TS: After this period of attending shows, did you keep taking pictures, or was it something that was unique to that moment?


KS: I graduated from Mira Costa in May of 1983 and went to college. I still went to shows during that summer, but starting September of 1983 I was in college and put everything in storage. I began fraternity life. I was drinking heavily and not studying very much. I left the punk rock scene almost entirely until seeing Pennywise in 2011. I put everything away, literally put it in a storage box, for over 30 years.


TS: How did it feel to return to that experience after so long at the Pennywise show?


KS: I felt like a deer in headlights because of the professionals there. I think I missed a lot of shots because of the camera settings. But it was fun. You shoot 1000 pictures on digital to find 10. Back in high school, I took a picture of Keith Morris with a shoe in his mouth at the Goleta Community Center on January 21, 1983. It’s the best picture of Keith Morris ever taken in my very humble opinion. It’s a lifetime money shot. It was fun to go through and find the one photo that stands out. What I’m trying to do now is use technology to make the photos look like they’re on film. Anything that I put on the web or my Instagram is going to be black-and-white. My photos back then were imperfectly perfect. With today’s work, I’m doing it because it’s fun and it’s kind of cool to get back into shooting. But everyone else is doing the same thing and there are people who are a hell of a lot better at it. With the photos from back then, there’s a romance to them. There’s also a scarcity to them. There were not many people who took photos back then.


“Circle Jerks Photo #2” by Kevin Salk (Fathom Gallery)

TS: It was this distinct moment that came and went, and you were there to capture it.

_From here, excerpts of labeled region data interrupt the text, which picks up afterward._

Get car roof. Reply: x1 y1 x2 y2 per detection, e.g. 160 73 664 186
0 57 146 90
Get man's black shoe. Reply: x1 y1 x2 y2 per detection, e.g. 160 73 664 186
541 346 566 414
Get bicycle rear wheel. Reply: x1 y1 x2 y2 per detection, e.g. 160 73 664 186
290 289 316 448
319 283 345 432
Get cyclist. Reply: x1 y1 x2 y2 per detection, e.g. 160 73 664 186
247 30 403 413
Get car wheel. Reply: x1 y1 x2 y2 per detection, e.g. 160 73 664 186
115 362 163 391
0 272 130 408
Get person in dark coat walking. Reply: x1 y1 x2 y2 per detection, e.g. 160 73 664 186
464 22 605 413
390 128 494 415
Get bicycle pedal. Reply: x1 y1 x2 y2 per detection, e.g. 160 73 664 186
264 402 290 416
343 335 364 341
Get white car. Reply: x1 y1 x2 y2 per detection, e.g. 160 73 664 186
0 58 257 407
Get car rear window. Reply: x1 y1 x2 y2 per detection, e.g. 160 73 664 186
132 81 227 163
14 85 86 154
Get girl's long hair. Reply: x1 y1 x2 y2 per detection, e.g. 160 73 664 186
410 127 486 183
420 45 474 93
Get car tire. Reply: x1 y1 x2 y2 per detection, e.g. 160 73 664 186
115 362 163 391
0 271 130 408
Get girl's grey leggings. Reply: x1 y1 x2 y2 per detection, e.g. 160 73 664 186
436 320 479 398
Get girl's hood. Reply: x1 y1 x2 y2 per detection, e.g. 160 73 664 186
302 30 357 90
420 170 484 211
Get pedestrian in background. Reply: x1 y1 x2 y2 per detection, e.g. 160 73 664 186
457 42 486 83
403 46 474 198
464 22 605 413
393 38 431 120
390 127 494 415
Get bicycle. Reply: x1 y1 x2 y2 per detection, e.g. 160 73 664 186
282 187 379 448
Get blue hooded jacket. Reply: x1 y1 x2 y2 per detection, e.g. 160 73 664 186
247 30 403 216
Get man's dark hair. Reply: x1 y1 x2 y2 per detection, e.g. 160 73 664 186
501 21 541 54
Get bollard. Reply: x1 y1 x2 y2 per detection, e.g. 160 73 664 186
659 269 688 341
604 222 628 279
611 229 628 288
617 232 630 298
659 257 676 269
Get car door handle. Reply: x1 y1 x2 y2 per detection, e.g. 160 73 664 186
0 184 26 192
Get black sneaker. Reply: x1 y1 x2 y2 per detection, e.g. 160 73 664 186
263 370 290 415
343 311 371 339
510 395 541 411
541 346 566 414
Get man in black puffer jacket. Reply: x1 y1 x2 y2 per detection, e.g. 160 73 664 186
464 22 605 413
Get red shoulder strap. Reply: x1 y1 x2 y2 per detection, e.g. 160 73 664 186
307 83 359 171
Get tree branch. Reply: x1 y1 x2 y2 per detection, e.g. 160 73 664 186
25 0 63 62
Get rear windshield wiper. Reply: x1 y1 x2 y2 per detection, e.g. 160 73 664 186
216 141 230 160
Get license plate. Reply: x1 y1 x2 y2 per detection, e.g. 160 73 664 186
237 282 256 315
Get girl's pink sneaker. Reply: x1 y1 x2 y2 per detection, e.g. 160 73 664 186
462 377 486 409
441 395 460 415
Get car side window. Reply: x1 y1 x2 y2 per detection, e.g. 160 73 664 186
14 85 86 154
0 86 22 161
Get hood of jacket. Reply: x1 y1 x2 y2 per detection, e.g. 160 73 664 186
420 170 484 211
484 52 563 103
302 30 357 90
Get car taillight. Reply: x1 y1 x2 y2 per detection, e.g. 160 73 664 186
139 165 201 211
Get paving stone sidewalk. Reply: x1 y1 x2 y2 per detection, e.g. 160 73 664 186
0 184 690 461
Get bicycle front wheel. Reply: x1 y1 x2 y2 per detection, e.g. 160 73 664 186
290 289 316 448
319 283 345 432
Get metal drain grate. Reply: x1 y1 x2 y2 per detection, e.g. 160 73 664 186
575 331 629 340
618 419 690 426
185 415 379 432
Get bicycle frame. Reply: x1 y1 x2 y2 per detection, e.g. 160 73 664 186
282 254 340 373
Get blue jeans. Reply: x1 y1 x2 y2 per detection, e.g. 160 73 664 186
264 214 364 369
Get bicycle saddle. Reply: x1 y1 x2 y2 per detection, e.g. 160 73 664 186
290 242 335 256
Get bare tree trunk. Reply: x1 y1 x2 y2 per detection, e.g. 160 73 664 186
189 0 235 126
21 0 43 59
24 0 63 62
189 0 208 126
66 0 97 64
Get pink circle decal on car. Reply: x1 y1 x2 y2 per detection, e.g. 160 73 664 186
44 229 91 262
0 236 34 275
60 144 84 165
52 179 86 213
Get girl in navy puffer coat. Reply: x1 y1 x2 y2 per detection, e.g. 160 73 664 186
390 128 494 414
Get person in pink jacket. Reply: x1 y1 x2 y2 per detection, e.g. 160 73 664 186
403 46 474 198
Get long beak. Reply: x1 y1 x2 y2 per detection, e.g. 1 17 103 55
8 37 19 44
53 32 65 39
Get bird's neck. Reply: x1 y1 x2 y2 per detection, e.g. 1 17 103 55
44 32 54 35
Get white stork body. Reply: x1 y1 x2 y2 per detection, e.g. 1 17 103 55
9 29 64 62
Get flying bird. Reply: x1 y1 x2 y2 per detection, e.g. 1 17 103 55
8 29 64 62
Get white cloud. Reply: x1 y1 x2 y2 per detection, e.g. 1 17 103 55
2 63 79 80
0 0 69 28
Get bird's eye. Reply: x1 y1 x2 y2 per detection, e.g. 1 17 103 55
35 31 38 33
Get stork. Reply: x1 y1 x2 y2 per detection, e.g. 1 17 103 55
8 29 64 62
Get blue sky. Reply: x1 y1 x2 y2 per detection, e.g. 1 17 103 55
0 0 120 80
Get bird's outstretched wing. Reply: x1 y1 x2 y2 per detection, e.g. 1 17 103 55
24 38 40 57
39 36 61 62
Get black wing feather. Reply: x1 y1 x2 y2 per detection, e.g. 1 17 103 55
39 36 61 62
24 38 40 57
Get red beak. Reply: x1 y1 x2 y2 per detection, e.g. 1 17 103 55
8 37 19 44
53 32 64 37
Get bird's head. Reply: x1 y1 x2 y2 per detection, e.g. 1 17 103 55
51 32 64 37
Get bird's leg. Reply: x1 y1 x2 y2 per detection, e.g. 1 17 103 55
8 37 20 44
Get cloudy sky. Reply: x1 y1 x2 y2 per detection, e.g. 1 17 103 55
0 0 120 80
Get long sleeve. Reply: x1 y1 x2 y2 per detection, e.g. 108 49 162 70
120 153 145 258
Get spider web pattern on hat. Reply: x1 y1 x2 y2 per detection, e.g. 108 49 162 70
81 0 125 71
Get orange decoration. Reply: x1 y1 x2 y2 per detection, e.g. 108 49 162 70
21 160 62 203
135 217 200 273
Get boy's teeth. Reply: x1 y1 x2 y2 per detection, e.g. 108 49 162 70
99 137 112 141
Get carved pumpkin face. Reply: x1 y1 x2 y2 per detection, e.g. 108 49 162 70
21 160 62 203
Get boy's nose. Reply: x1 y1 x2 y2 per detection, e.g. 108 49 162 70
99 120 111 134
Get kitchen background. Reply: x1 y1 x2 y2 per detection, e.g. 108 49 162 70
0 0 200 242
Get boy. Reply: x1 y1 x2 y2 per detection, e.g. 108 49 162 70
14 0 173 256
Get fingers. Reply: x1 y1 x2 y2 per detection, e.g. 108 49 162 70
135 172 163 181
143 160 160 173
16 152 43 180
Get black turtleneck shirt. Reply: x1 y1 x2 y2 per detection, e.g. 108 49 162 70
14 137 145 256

KS: It’s overwhelming to be recognized for that. It really freaks me out. But as my daughter said, I’ve been able to find my authentic self. It took a lot of pain and suffering. This has allowed me to go back in time, review that time, pick the parts that are important and delete the parts that aren’t. It’s not just the photos. It’s been a spiritual journey and a life journey. I look in the mirror and I like what I see now. July 22, 2019 changed my life. I was sitting in my office and I got a text from Frank at Fathom Gallery saying, “I saw your work on the internet and I’d like to talk to you.” My reaction was, “What time?” I think I met with him that afternoon or the next day and I signed a contract the day after. I had two photos in a punk rock photography exhibit at Fathom Gallery and everything went hypersonic from there. I was going to have my own photography exhibit right before COVID, my own show in a gallery, to then have my book published. That moment changed everything.

TS: So You’ve been following that path since then?


KS: I’ve been enjoying the path. There’s still a lot of things that are normal. I’m a cyclist, I have daughters, and my girlfriend’s a PhD in Art History. She published a book and she’s working on her next book. I’m in the finance business and I’d rather spend an evening with artists and hear the story of their art than sit and talk to someone who runs a hedge fund. That’s boring.

TS: I share that sentiment.


KS: The art and the people behind it is what’s interesting. It’s been so great to share that with my girlfriend and kids. I have a lot of suits and ties sitting in my closet that I’m probably not going to wear ever again. Part of it’s because of COVID, but also because they don’t represent who I am anymore.


TS: What music are you listening to these days?


KS: In the morning, I listen to classical music. I really like Vivaldi. But my music ranges from Black Flag to Metallica to Pennywise to Slipknot to Gobsmack to Iron Maiden to Circle Jerks to Misfits. I like music that is fast and loud. I love Slipknot. I also love jazz. Classical and jazz calm my soul. I listen to bands now that I didn’t listen to a lot before, like Social Distortion. I’m still evolving.